Изменить размер шрифта - +

В каюту приходят конструктор-корпусник ЦКБ «Рубин» Владимир Колосков (он постоянно находится на «Регалии» как консультант) и командир отряда водолазов капитан 1-го ранга Василий Величко. Пгавно-командующий достает из папки видеокассету, вставляет в магнитофон. На кассете лежащий на дне «Курск». Эти кадры сняты «Мирами». Цвет то пропадает, то вновь появляется. На экране колышутся взвеси придонного планктона. Вот зияющие дыры разорванного корпуса, сорванные крышки ракетных шахт, всюду следы огромных разрушений, вся лодка в щелях и свищах. Отчетливо видно, что края пробоин «Курска» загнуты вовнутрь, а это явный признак результатов внешнего воздействия. На резине видны какие-то непонятные царапины, глубокие продольные белесые полосы. Словно нечто гигантское терлось боком о борт нашего крейсера. Главнокомандующий сам комментирует увиденное, тут же дает начальнику УПАСР указания по обследованию участков корпуса, вызывающих у него определенные подозрения.

— Вот видите эти черные дыры? — показывает он рукой на рваные раны в борту мертвого атомохода и чуть погодя со вздохом добавляет: — После этого нашим парням уже ничего не оставалось…

Пока адмиралы совещаются, мы отходим в сторону с Василием Величко. После нескольких минут разговора выясняем, что мы оба севастопольцы и у нас много общих знакомых. На самом деле здорово посреди Баренцева моря встретить друга своих друзей. Василий дарит мне фотографию. На ней наши водолазы рядом с АПРК «Орел» во время предварительных тренировок. Обмениваемся адресами и телефонами. Капитан 1-го ранга Величко, водолаз с многолетним стажем, видывал всякое. Еще капитан-лейтенантом участвовал в спасательных работах на печально известном «Адмирале Нахимове». Спрашиваю, как он оценивает по сложности нынешнюю операцию.

Василий качает головой:

— Таких сложных работ у меня еще никогда не было. Да и у ребят тоже.

Главнокомандующий ВМФ и командующий Северным флотом в сопровождении начальника УПАСР идут здороваться с водолазами. В специальном отсеке сразу несколько оранжевых барокамер. В окошки иллюминаторов видно: ребята, коротая время между спусками, смотрят телевизор, читают журналы. Рядом с барокамерами пульт управления, здесь же ровными рядами аккуратно сложены водолазные костюмы и снаряжение. Машем рукой через иллюминатор. Нам машут в ответ. Главнокомандующий разговаривает с водолазами через переговорное устройство. В ответ слышится что-то нечленораздельно-писклявое. Под большим давлением человеческий голос сильно изменяется.

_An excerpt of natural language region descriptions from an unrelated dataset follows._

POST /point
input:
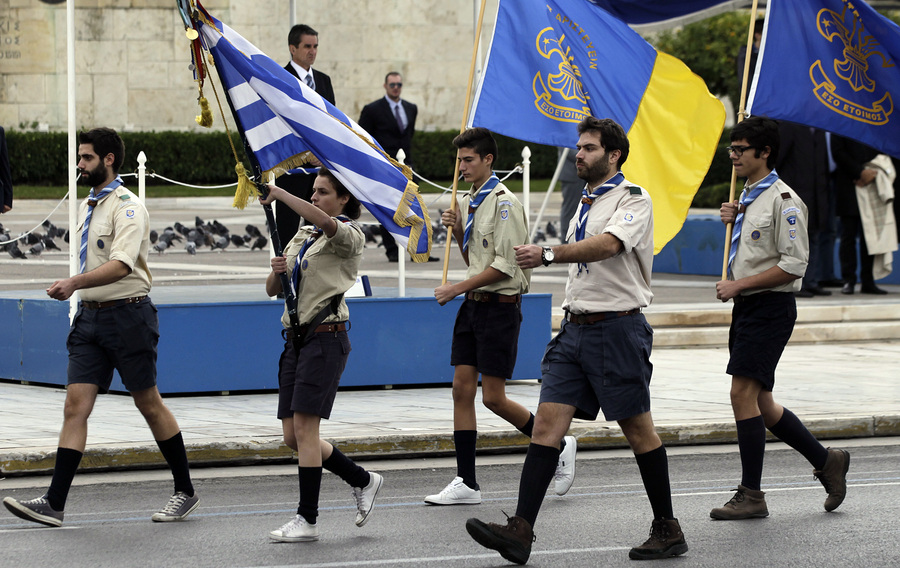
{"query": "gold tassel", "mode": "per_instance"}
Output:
(246, 190)
(205, 118)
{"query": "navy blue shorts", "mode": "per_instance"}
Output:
(308, 381)
(123, 338)
(761, 325)
(486, 336)
(603, 365)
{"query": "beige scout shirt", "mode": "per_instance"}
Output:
(499, 225)
(622, 282)
(120, 230)
(328, 268)
(773, 234)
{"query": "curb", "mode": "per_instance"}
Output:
(591, 436)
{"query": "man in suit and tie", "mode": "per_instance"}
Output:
(392, 122)
(303, 42)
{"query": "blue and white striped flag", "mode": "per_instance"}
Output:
(282, 119)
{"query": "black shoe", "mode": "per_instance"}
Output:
(512, 541)
(872, 289)
(817, 291)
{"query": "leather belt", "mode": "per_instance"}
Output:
(492, 297)
(288, 334)
(88, 305)
(587, 319)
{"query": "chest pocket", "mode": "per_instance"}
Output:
(757, 230)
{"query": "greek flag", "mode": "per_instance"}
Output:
(284, 121)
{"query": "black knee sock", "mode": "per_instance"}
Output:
(537, 473)
(310, 484)
(792, 432)
(654, 466)
(465, 456)
(176, 456)
(752, 445)
(528, 428)
(345, 468)
(67, 461)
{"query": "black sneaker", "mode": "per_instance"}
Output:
(666, 540)
(512, 541)
(37, 510)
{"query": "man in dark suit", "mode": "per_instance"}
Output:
(5, 176)
(802, 163)
(392, 122)
(303, 41)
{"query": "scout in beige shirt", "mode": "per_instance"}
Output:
(115, 328)
(600, 359)
(321, 262)
(766, 260)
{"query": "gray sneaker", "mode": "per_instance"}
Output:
(37, 510)
(177, 509)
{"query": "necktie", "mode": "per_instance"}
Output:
(746, 199)
(488, 186)
(399, 118)
(92, 202)
(586, 202)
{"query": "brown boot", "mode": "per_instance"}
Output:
(834, 477)
(512, 541)
(746, 504)
(666, 540)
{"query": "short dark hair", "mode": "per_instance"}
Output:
(352, 208)
(105, 141)
(759, 132)
(299, 31)
(478, 139)
(612, 136)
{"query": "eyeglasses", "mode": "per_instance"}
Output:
(738, 150)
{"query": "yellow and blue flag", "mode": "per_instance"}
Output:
(283, 120)
(553, 62)
(831, 64)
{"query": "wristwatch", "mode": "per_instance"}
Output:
(546, 255)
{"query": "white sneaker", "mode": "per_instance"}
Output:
(565, 469)
(365, 497)
(456, 493)
(296, 530)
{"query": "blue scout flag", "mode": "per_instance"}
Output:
(831, 64)
(284, 121)
(553, 62)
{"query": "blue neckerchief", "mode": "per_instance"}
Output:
(586, 202)
(92, 202)
(747, 198)
(295, 274)
(488, 187)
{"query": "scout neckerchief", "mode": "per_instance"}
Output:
(747, 198)
(92, 202)
(488, 187)
(586, 202)
(295, 275)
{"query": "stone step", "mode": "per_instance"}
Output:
(694, 325)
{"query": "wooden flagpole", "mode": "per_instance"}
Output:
(462, 128)
(742, 114)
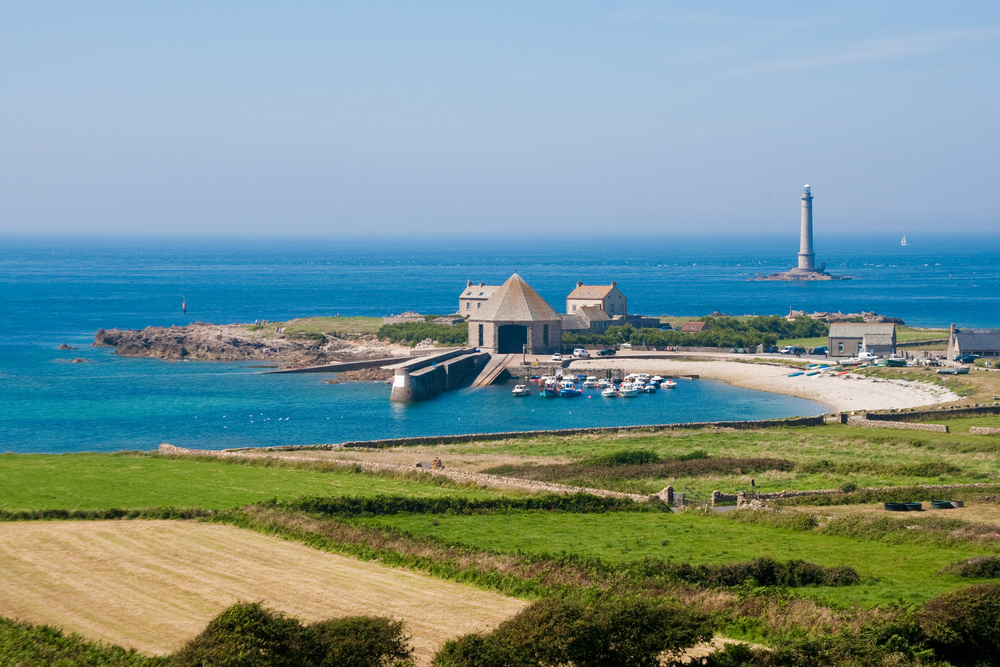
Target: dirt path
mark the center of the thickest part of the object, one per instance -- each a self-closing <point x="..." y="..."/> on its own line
<point x="153" y="585"/>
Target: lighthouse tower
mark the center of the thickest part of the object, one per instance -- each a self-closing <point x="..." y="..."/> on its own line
<point x="807" y="258"/>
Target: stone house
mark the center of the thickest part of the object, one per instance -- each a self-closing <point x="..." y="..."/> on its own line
<point x="847" y="339"/>
<point x="984" y="342"/>
<point x="474" y="296"/>
<point x="608" y="298"/>
<point x="516" y="318"/>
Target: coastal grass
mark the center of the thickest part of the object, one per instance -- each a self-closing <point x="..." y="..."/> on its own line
<point x="322" y="325"/>
<point x="824" y="457"/>
<point x="139" y="480"/>
<point x="906" y="573"/>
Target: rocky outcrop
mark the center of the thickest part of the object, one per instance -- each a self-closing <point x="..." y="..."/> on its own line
<point x="235" y="342"/>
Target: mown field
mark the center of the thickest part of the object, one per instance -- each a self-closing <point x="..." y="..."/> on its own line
<point x="869" y="569"/>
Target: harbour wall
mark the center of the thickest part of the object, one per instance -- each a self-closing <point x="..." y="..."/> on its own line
<point x="427" y="382"/>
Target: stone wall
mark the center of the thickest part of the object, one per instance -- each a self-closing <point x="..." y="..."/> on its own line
<point x="906" y="426"/>
<point x="947" y="413"/>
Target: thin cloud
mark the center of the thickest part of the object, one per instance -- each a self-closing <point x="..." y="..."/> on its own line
<point x="881" y="49"/>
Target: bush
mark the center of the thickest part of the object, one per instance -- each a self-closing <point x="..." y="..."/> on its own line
<point x="362" y="641"/>
<point x="249" y="635"/>
<point x="964" y="625"/>
<point x="983" y="567"/>
<point x="610" y="632"/>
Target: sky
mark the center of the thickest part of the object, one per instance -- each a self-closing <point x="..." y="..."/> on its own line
<point x="523" y="119"/>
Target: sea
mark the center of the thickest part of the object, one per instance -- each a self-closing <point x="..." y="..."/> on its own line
<point x="56" y="291"/>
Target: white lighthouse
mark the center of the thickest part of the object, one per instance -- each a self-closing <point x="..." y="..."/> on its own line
<point x="807" y="258"/>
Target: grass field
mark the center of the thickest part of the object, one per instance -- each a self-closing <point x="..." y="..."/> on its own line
<point x="890" y="572"/>
<point x="96" y="481"/>
<point x="152" y="585"/>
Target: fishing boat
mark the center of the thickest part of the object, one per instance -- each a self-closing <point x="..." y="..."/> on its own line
<point x="628" y="390"/>
<point x="548" y="390"/>
<point x="568" y="389"/>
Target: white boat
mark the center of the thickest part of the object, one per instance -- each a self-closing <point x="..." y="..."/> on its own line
<point x="628" y="390"/>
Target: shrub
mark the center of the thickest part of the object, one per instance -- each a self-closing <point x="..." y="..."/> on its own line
<point x="249" y="635"/>
<point x="964" y="625"/>
<point x="609" y="632"/>
<point x="362" y="641"/>
<point x="983" y="567"/>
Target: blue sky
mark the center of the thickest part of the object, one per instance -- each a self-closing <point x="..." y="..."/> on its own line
<point x="487" y="118"/>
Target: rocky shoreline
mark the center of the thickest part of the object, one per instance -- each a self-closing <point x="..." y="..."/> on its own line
<point x="239" y="342"/>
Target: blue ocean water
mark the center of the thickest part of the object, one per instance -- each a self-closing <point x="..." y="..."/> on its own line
<point x="62" y="291"/>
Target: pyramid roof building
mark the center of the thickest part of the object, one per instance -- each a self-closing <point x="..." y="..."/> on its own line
<point x="515" y="301"/>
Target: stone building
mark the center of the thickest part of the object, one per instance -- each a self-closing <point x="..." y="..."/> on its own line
<point x="606" y="297"/>
<point x="849" y="338"/>
<point x="474" y="296"/>
<point x="515" y="317"/>
<point x="587" y="320"/>
<point x="984" y="342"/>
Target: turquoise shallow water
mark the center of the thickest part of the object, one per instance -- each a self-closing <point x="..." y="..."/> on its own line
<point x="57" y="292"/>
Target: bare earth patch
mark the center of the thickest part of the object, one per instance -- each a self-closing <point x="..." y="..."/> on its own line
<point x="153" y="585"/>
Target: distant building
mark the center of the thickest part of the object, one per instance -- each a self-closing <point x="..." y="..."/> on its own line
<point x="608" y="298"/>
<point x="516" y="318"/>
<point x="984" y="342"/>
<point x="587" y="320"/>
<point x="474" y="296"/>
<point x="692" y="327"/>
<point x="848" y="338"/>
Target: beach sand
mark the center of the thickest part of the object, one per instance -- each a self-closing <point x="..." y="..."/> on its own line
<point x="840" y="393"/>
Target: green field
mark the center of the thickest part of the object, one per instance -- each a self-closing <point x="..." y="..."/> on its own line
<point x="99" y="481"/>
<point x="889" y="573"/>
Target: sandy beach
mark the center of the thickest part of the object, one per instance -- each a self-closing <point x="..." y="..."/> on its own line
<point x="840" y="393"/>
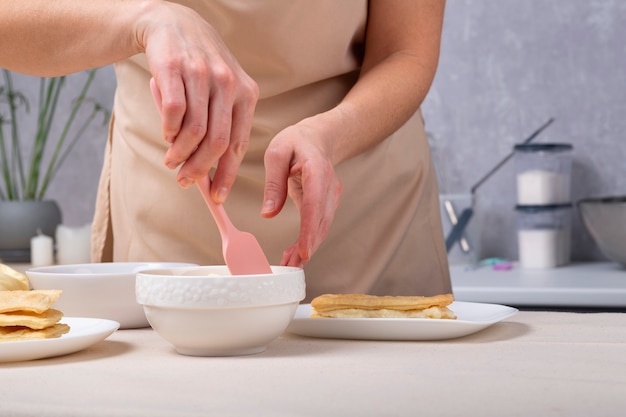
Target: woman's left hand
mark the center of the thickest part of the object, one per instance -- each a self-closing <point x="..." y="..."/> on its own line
<point x="298" y="164"/>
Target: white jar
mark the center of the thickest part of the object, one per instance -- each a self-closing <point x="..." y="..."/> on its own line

Переходим на пост управления подводными работами. Огромный пульт. Над ним двенадцать мониторов. В них видно все: внутренний вид барокамер и опускаемый колокол, работающие в лодке водолазы и подготавливаемая к спуску аппаратура.

Норвежцы приглашают на ужин. У них по субботам «большой стол», а сегодня тем более — на платформе день русской кухни. Главнокомандующий благодарит за гостеприимство и вежливо отказывается. Нам пора обратно. Ветер усиливается. Попутно забираем с собой оператора ОРТ. Его закинули на «Регалию» вчера попутным вертолетом. Но норвежцы стали коситься на человека с камерой. Дело в том, что в подписанном на работы договоре было специально оговорено, чтобы на борту платформы не было представителей СМИ. Оператор покидает платформу с видимым сожалением.

— Много еще не успел снять! — сетует он, втискиваясь в узкий лаз корабельного вертолета. — Да к тому же здесь на «шведском столе» моя любимая клубника со взбитыми сливками!

— Ничего, — кричу я ему под грохот вертолетных винтов. — Зато у нас на «Чабаненко» соленые огурцы и селедка — не хуже!

Вертолет словно прилипает к посадочному кругу качающегося ВПК. Первым спрыгивает на палубу командующий Северным флотом, затем я и оператор.